1. Обрывки старых баллад, которые отдаются эхом в углах и закоулках романа, добавляя там и сям прозаическому предмету небывалую мелодическую прелесть. Почти все эти популярные баллады или отсылки к ним неизбежно смазываются в переводе. Кстати, из старой баллады взята фраза, открывающая книгу: «В некоем селе ламанчском» (En un lugar de la Mancha). Из-за нехватки времени я не могу вдаваться в балладную тему сколько-нибудь подробно.
2. Пословицы: из Санчо, особенно во второй части, поговорки и прибаутки сыплются как из рваной рогожи. Эта брейгелевская сторона книги для читателей перевода не живее утопленника. И здесь то же самое — обойдемся без подробностей.
3. Игра слов: аллитерации, каламбуры, оговорки. Все это тоже теряется в переводе.

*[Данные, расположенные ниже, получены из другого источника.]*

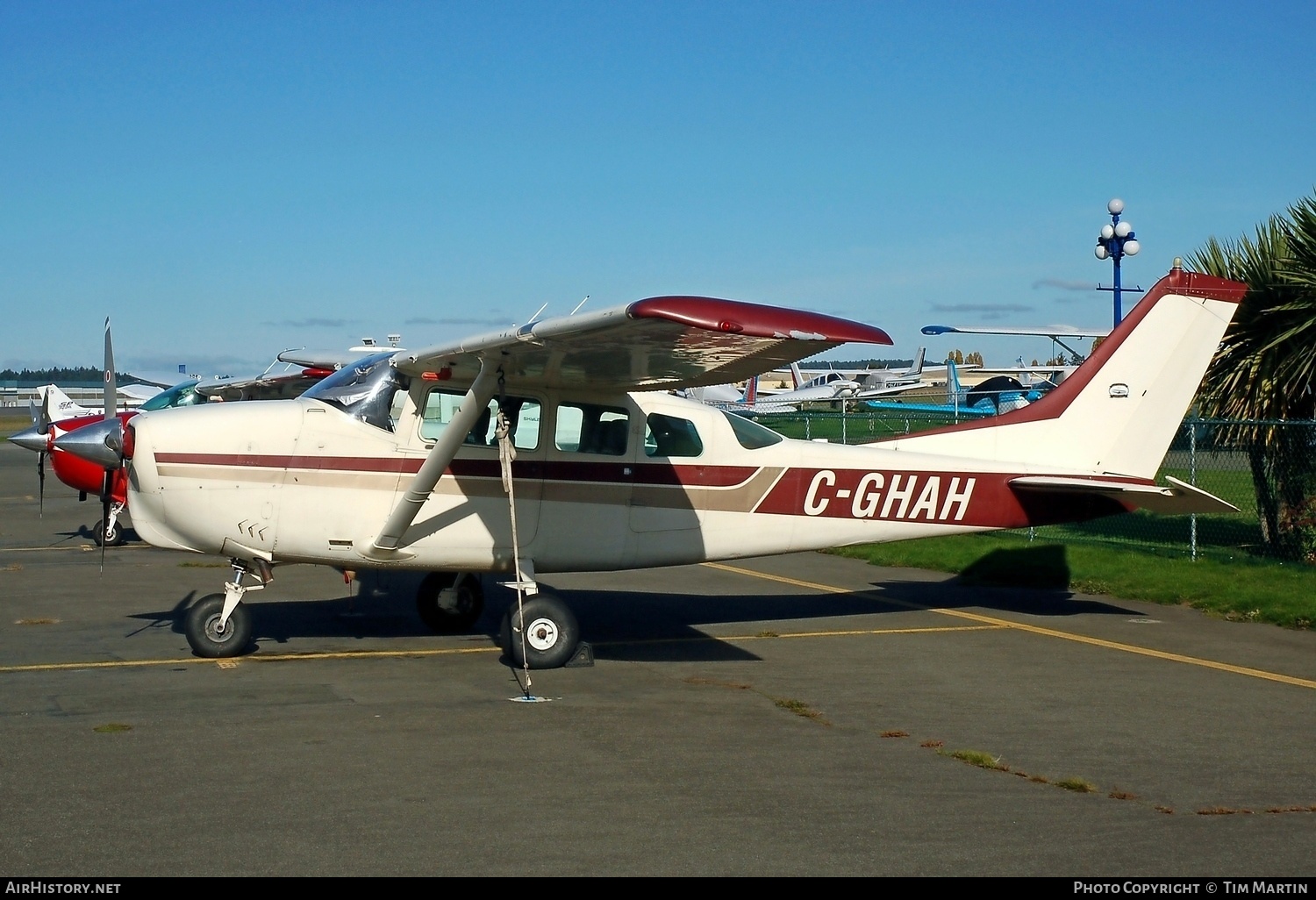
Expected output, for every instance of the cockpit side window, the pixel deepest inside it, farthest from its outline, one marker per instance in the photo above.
(752, 436)
(363, 389)
(668, 436)
(179, 395)
(590, 428)
(523, 415)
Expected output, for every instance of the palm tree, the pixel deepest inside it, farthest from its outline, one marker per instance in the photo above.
(1265, 371)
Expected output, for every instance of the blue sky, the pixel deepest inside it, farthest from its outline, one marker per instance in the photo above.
(226, 181)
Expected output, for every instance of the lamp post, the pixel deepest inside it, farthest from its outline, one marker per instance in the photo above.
(1115, 242)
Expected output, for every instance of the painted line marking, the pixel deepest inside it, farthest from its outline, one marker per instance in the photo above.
(78, 546)
(1034, 629)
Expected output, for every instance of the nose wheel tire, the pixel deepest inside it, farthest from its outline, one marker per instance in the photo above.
(450, 613)
(205, 636)
(542, 634)
(116, 534)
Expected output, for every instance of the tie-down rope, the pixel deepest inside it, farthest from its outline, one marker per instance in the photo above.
(505, 457)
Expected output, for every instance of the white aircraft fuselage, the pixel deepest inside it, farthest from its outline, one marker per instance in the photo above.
(300, 481)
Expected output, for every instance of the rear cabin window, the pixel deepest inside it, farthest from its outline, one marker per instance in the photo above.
(668, 436)
(590, 428)
(523, 415)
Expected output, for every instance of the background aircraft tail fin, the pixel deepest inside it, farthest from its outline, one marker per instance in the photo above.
(918, 363)
(60, 404)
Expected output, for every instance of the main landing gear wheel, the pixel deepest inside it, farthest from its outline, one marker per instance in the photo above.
(549, 637)
(203, 628)
(455, 611)
(116, 534)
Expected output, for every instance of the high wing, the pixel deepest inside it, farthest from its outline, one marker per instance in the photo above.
(332, 360)
(1055, 333)
(666, 342)
(650, 345)
(139, 391)
(1178, 499)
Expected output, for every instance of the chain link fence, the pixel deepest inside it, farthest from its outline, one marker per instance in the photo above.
(1266, 468)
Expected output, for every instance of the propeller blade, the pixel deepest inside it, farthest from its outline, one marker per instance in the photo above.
(111, 389)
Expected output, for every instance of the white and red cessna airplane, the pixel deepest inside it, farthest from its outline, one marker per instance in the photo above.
(397, 461)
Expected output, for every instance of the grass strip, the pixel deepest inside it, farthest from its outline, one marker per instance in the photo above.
(1241, 589)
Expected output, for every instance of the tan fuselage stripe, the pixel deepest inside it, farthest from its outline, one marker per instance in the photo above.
(1034, 629)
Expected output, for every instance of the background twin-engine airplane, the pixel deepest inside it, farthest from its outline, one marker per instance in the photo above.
(558, 446)
(57, 416)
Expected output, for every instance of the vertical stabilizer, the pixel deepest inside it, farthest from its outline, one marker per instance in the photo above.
(1119, 411)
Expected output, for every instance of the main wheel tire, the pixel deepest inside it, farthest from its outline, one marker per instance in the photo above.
(116, 534)
(203, 628)
(549, 636)
(450, 620)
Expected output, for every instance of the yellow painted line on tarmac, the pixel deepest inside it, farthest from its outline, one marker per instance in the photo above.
(84, 547)
(1036, 629)
(255, 657)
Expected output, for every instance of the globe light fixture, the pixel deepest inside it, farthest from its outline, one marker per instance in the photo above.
(1115, 242)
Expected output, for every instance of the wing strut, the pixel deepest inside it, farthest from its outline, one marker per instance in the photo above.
(439, 460)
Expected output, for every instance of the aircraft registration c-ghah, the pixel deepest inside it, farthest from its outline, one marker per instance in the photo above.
(557, 446)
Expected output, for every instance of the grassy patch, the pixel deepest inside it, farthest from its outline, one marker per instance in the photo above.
(1252, 589)
(976, 758)
(799, 708)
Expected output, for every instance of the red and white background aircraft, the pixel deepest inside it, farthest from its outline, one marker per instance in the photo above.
(558, 447)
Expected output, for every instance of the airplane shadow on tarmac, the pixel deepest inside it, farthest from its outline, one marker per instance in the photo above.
(654, 625)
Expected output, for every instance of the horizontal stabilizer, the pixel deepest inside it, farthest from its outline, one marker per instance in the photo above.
(1179, 497)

4. Драматический диалог: не забудем, что Сервантес подался в романисты после драматургического провала. Естественность тона и ритмичность разговоров изумляют даже в переводе. С этой темой все ясно. В уединенном спокойствии спален вы сами насладитесь беседами семейства Санчо.
5. Условно-поэтические или, вернее, лжепоэтические описания природы, замкнутые в отдельные абзацы и никогда органически не связанные с повествованием или диалогом.
6. Вымышленный историк: я посвящу пол-лекции изучению этого магического приема.
7. Новелла, вставной рассказ по образцу «Декамерона» (буквально: десять-за-день) — итальянского сборника ста историй, написанного Боккаччо в XIV веке. В свое время я вернусь к этому.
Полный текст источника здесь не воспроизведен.